Gyttha wirkte ein wenig amüsiert, wie Hjálmarr und Molly argumentierten. Für ihre Anwesenheit sah sie keinen Bedarf mehr. »Tja, ich sehe schon, die Fronten haben sich verhärtet, macht das untereinander aus. Sternenmädchen, ich hole für dich jetzt das warme Wasser für die Wanne. Dann bade ich dich. Sei schön brav und mache keine Dummheiten, hörst du?«
»Wenn er keine macht, wieso sollte ich?«, konterte Molly.
Gyttha lachte nur und ging von dannen.
»Kann ich denn jetzt meine Pillen behalten?«
»Nein, ich sagte dir doch schon, dass wir nicht wissen, was sie enthalten«, gab Hjálmarr genervt zurück.
Jetzt, wo Gyttha nicht mehr da war, wollte Molly eigentlich nur noch weg. Aber nicht ohne die Bluttabletten.

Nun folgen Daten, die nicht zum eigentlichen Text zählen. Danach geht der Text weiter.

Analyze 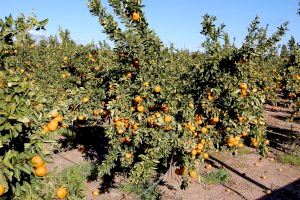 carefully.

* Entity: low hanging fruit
[34,166,48,177]
[153,85,161,93]
[0,185,5,197]
[31,155,44,167]
[47,120,58,131]
[131,12,140,21]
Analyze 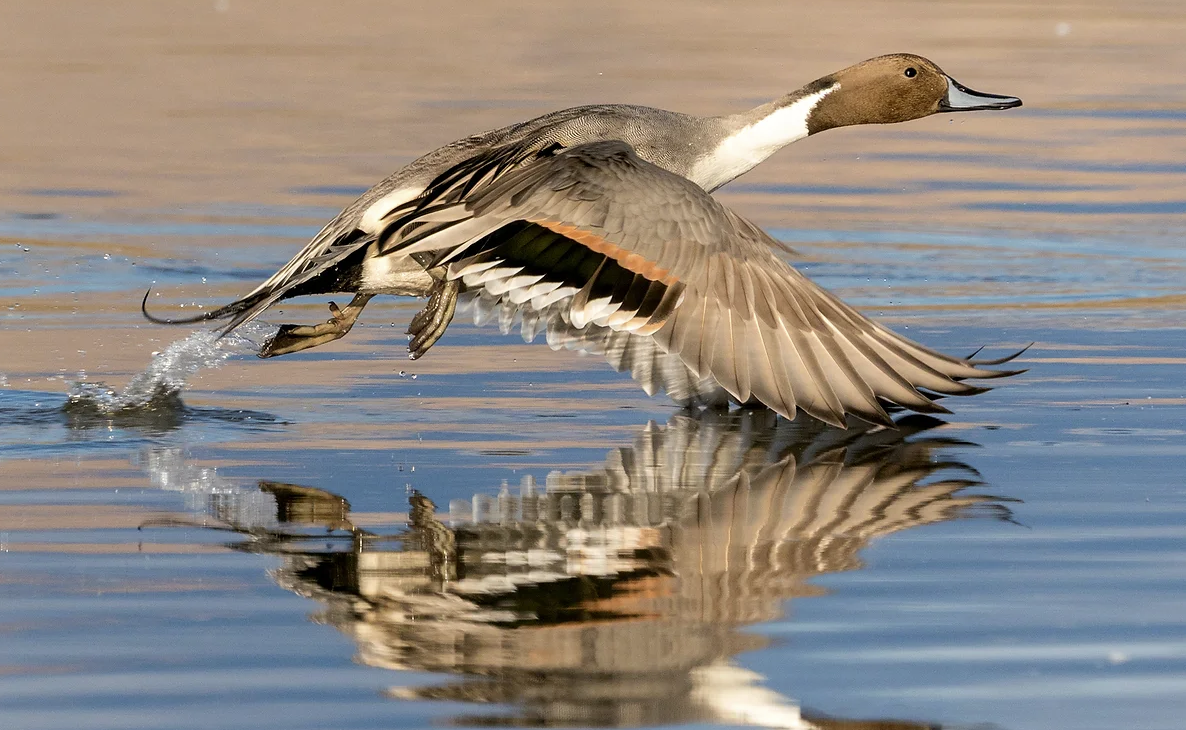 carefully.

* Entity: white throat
[690,84,840,191]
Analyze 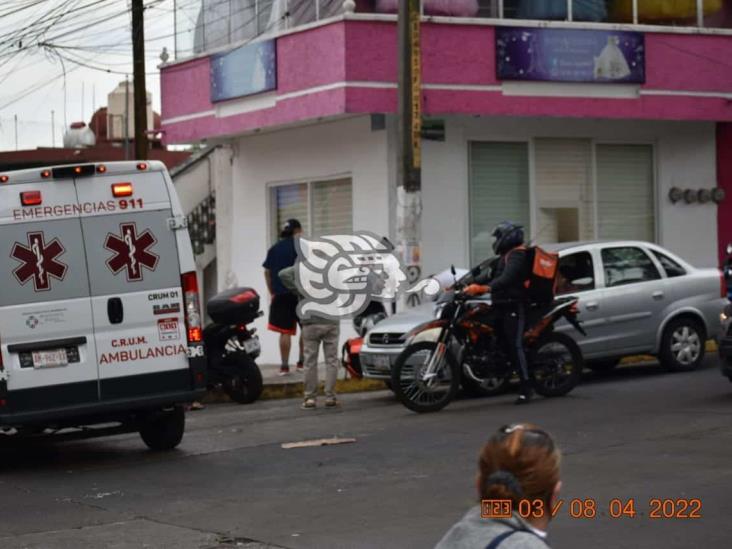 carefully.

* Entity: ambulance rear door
[76,163,191,401]
[0,168,99,415]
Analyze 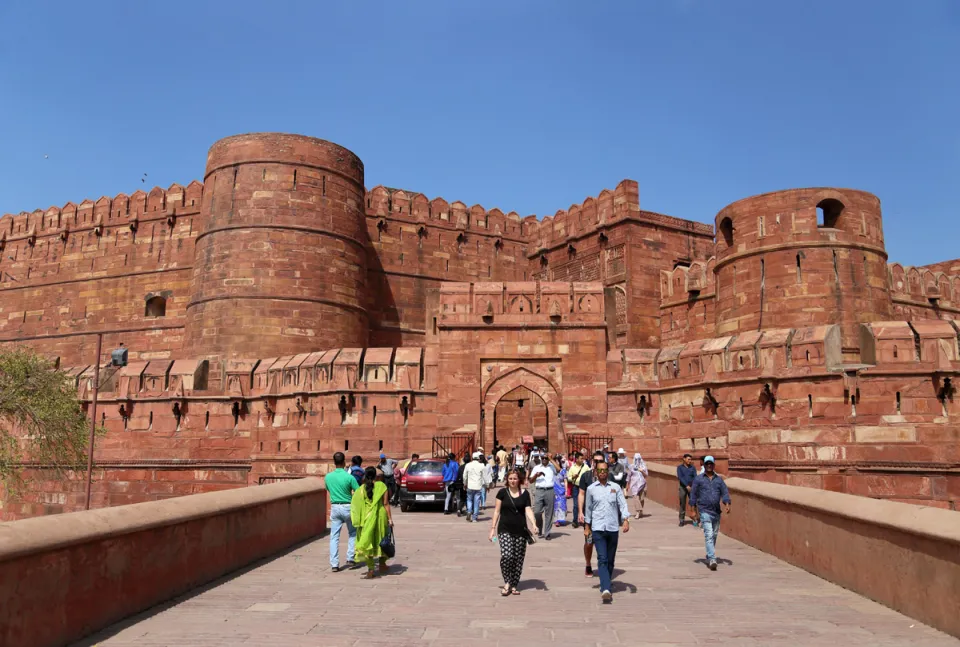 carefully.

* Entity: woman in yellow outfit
[350,466,393,580]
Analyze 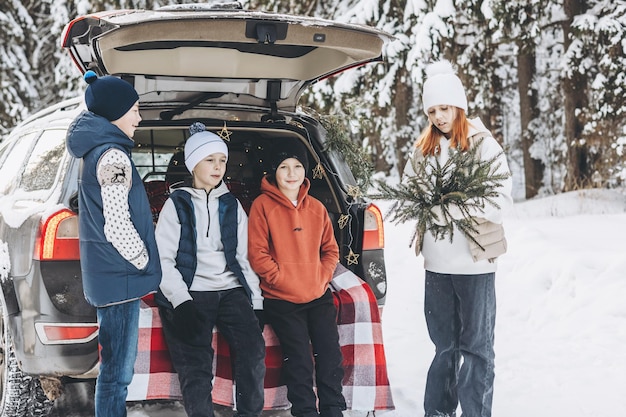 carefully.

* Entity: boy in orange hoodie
[248,139,346,417]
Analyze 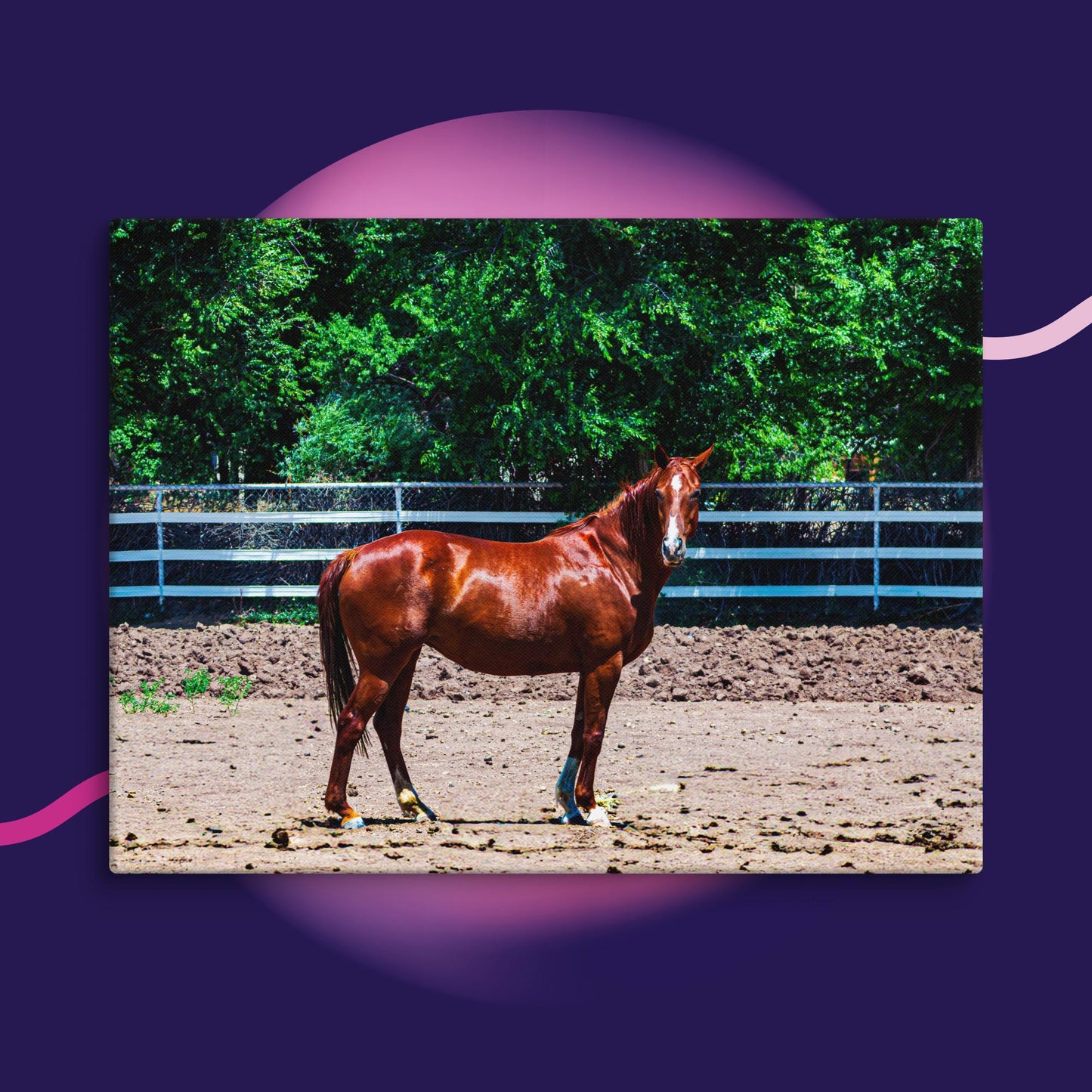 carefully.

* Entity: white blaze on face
[667,474,682,542]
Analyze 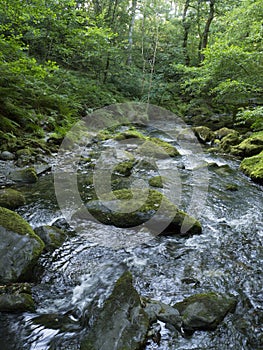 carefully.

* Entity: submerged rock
[34,225,67,251]
[8,167,37,183]
[74,189,202,236]
[0,151,16,160]
[193,126,215,143]
[240,151,263,184]
[174,292,237,332]
[0,207,44,283]
[218,131,241,153]
[0,188,25,209]
[0,283,35,313]
[215,127,238,140]
[80,272,149,350]
[144,299,182,331]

Sie versuchte, mit dem Kerl ein vernünftiges Gespräch zu führen, vielleicht fasste er Vertrauen und überließ ihr die Tabletten.
»Sag mal, wieso machst du nicht bei diesem Krieger-Wettbewerb mit?«
»Weil hier im Dorf nicht jeder ein Krieger ist. Ich kann mich ja noch nicht mal gegen meine kleine Schwägerin durchsetzen. Krieger sind Handwerker des Todes, ich dagegen habe einen ehrenwerten Beruf. Ich bin Zimmermanns-Geselle, genauso wie mein Bruder.«
»Aha, dann seid ihr für den Schiffsbau und die Häuser verantwortlich, wie?«, fragte Molly interessiert.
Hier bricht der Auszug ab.